Aug 13, 2010
America appears to be in worse long-term financial health than Greece, Europe’s poster child for govermental mismanagement. According to a report issued last month by the International Monetary Fund (IMF), the United States has built up so much debt and so many financial obligations that the difference between all future expenditures and revenues, the so-called “fiscal gap,” will equal 14 percent of the gross domestic product (GDP) for as far as economists can project – in Greece, that figure is an unsustainable 11.5 percent.
So that means our federal expenditures will exceed revenue by 14 percent of GDP every year, forever.

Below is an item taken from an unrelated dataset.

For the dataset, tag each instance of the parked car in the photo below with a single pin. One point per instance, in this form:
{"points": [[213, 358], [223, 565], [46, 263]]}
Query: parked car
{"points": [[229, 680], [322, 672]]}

Consider the following example of how deep a hole we’re in. Congress will spend about 25.4 percent of GDP this year, and the only way to balance the budget would be to slash spending levels to 11.4 percent of GDP or double the existing tax burden, which is now 14.9 percent of GDP. Neither doubling the tax bite nor cutting overall spending by more than half appears to be a politically viable option.
In raising concerns about the rising U.S. debt levels, the IMF cited the massive unfunded promises that have been made through the Social Security and Medicare programs as the prime culprits in our present woe. Now the IMF adds the new Obamacare law to the list of causes of government overspending. “The main drivers of the fiscal gap are rising health care costs that under current law will boost mandatory spending to above 18 percent of GDP by 2050,” the July 12 report stated. “This means that mandatory programs may absorb all federal revenues sometime around 2050, or as early as 2026 when the cost of servicing the debt is added.”